Moonis Ahmad was born in Kashmir and is an artist whose practice transverses various media such as installation, sculpture, programming, sound and video. His work is at the intersection of art, philosophical speculation and historical enquiry, and seeks to contemplate the emergence of new worlds and heretical flights of time and objects to critically address the questions of territory, language, belonging, gatherings and borders. He has shown his work at various solo and group exhibitions nationally and internationally including at the Margaret Lawrence Gallery in Melbourne, Vadehra Art Gallery in New Delhi, Sattlekamer in Bern, Switzerland, Auckland Art Fair in New Zealand, Goa Centre of Arts, 1×1 Gallery in Dubai, among many others. He is a recipient of the Foundation of Indian Contemporary Art’s Emerging Artist Award, 2017-18. Currently, he is a Sessional Lecturer at the University of Melbourne. He lives and works between Kashmir and Melbourne, Australia.

Aziz Hazara was born in 1992 in Wardak, Afghanistan, and lives in Berlin. He has a Bachelor’s of Fine Arts from Beaconhouse National University in Lahore, Pakistan. Hazara is currently a KFW residency artist hosted by Künstlerhaus Bethanien, Berlin Germany. He has shown his works at various exhibitions nationally and internationally including at the Busan Biennale in South Korea, the NIRIN 22nd Biennale of Sydney in Australia, the Hessel Museum of Art at Bard College in New York USA, and the Museum of European and Mediterranean Civilizations (MuCEM) in Marseille France among others. He has also participated in various residential programmes such as “Colomboscope” in Jaffna Sri Lanka 2021, at the Embassy of Foreign Artists (EoFA), Geneva Switzerland, 2020; at the Camargo Foundation, Cassis France, 2019 and at KHOJ international artists’ association, New Delhi India, 2017.

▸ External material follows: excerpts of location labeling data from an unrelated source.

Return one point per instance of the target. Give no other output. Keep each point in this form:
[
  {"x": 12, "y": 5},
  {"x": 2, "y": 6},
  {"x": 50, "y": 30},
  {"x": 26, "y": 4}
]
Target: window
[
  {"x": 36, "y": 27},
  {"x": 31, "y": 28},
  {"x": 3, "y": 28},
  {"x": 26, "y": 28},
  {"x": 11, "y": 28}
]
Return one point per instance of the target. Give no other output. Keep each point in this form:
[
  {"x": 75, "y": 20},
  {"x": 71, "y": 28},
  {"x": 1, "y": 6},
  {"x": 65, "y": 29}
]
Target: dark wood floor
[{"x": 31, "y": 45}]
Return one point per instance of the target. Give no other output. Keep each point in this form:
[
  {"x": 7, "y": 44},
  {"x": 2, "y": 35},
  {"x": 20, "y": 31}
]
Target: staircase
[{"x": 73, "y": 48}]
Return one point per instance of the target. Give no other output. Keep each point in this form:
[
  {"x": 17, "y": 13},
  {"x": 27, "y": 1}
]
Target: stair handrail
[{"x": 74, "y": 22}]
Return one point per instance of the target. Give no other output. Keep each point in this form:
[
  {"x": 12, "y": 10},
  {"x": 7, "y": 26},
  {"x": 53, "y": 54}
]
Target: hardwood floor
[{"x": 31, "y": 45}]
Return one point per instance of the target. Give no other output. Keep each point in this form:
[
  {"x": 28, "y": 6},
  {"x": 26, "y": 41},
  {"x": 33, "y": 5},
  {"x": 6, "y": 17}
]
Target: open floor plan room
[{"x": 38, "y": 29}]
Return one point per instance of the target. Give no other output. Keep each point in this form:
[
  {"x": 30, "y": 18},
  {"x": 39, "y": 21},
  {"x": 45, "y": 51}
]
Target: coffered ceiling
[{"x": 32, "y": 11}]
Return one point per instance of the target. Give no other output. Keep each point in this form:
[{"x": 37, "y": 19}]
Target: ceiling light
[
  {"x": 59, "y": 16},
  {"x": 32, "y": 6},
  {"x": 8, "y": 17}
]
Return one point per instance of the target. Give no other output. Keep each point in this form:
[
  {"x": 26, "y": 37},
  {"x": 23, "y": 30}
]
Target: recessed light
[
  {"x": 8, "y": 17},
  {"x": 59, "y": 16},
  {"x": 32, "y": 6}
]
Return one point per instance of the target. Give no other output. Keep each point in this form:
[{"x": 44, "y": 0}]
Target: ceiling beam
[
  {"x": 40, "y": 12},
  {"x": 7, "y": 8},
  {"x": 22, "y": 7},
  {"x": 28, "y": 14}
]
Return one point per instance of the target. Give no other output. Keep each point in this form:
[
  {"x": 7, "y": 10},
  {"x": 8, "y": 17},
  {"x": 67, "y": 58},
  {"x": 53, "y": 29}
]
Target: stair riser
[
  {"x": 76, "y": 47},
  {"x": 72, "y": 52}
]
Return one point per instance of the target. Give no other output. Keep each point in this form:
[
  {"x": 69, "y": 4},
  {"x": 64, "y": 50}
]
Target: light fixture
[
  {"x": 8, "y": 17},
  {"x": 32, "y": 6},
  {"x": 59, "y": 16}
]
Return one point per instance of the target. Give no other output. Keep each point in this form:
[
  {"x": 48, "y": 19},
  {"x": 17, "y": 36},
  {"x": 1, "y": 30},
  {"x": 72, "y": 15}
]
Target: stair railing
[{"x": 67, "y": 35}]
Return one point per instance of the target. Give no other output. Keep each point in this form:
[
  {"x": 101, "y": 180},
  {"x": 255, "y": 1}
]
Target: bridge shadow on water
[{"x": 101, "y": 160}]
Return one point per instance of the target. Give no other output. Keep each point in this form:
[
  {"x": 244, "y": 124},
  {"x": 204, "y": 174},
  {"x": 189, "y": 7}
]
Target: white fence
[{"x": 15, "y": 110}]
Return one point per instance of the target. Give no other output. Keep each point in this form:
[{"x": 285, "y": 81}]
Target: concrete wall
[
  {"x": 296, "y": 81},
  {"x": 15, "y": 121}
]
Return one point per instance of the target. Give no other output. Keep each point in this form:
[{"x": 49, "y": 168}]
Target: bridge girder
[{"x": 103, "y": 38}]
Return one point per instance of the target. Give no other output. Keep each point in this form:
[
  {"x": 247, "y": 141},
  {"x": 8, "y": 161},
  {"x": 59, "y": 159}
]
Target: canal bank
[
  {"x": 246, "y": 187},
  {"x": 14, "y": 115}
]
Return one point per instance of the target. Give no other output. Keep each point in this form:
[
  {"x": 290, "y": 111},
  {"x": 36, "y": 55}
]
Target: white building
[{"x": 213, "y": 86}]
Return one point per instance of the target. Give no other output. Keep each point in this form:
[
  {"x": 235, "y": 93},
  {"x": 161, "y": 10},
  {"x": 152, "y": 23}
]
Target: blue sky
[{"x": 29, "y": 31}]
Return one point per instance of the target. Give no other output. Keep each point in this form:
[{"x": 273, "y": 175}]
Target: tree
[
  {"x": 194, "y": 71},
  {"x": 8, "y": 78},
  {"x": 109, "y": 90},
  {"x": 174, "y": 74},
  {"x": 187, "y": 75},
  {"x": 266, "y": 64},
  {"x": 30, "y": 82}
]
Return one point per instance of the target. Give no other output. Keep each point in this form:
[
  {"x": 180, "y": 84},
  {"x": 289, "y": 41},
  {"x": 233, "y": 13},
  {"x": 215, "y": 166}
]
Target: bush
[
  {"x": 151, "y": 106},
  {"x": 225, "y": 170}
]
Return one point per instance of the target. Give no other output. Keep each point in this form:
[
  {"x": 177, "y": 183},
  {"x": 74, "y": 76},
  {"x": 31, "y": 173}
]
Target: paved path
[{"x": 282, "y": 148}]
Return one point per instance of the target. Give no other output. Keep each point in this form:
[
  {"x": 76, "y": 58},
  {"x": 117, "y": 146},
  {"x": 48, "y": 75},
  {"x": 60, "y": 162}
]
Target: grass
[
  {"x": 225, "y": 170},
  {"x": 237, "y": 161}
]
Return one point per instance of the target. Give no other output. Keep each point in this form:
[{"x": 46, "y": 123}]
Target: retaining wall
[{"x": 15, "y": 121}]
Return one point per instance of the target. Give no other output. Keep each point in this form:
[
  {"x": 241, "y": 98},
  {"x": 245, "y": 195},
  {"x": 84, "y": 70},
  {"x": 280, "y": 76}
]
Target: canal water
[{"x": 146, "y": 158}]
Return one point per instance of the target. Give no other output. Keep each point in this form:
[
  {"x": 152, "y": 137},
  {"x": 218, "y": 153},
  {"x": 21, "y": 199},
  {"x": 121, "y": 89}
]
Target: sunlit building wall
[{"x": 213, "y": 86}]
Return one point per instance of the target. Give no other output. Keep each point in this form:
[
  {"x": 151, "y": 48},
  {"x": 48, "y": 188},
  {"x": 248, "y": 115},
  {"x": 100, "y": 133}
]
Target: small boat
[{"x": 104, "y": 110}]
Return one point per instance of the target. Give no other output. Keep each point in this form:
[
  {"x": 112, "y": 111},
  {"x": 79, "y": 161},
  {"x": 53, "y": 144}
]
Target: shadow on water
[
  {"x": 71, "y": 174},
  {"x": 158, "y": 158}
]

Omer Wasim is an intermedial artist whose practice queers space, subverting the frames of development and progress that shape human relationships to the city and nature. His work bears witness to the relentless erasure, violence, and destruction of our times by staying with queer bodies as they hold space and enact desire. He teaches at the Indus Valley School of Art and Architecture, and was on the editorial board of Hybrid, the institution’s publication and edited its third issue. His solo and collaborative projects have been shown at sonsbeek20→24: force times distance—on labour and its sonic ecologies, Yokohama Triennale, Dhaka Art Summit, Karachi Biennale, and Kunstraum Niederoesterreich among others.

Sultana Zana graduated as an electronics engineer and nanotechnology researcher. They then went on to study media arts at Srishti Institute of Art design and Technology. They have co-founded the collective NOTAAT with Puneet Jain and they are part of the team running Walkin Studios. Their non-human collaborators have included, but are not limited to, mycelium, mushrooms, trees and some insects. New developments in media technology, network theory and ecological research shape their work. Sultana is interested in looking at the relationships between phenomena at different scales. Fine grain observations of chaos and predictability, life and emergence. They are now experimenting with chaos and fractal dimensions in sound and use 3D sound as a mode to create space in the mind of the audience.

ABOUT STAGING THE CONTEMPORARY

‘Staging the Contemporary: The Next Generation’ is a two-day symposium and knowledge platform presented by India Art Fair and Ishara Art Foundation and is supported by Shiv Nadar University. The symposium aims to bring together the next generation of artists, curators, collectives and writers working in South Asia to deliberate on the urgencies, methodologies and infrastructures that lay new foundations for cultural practices today.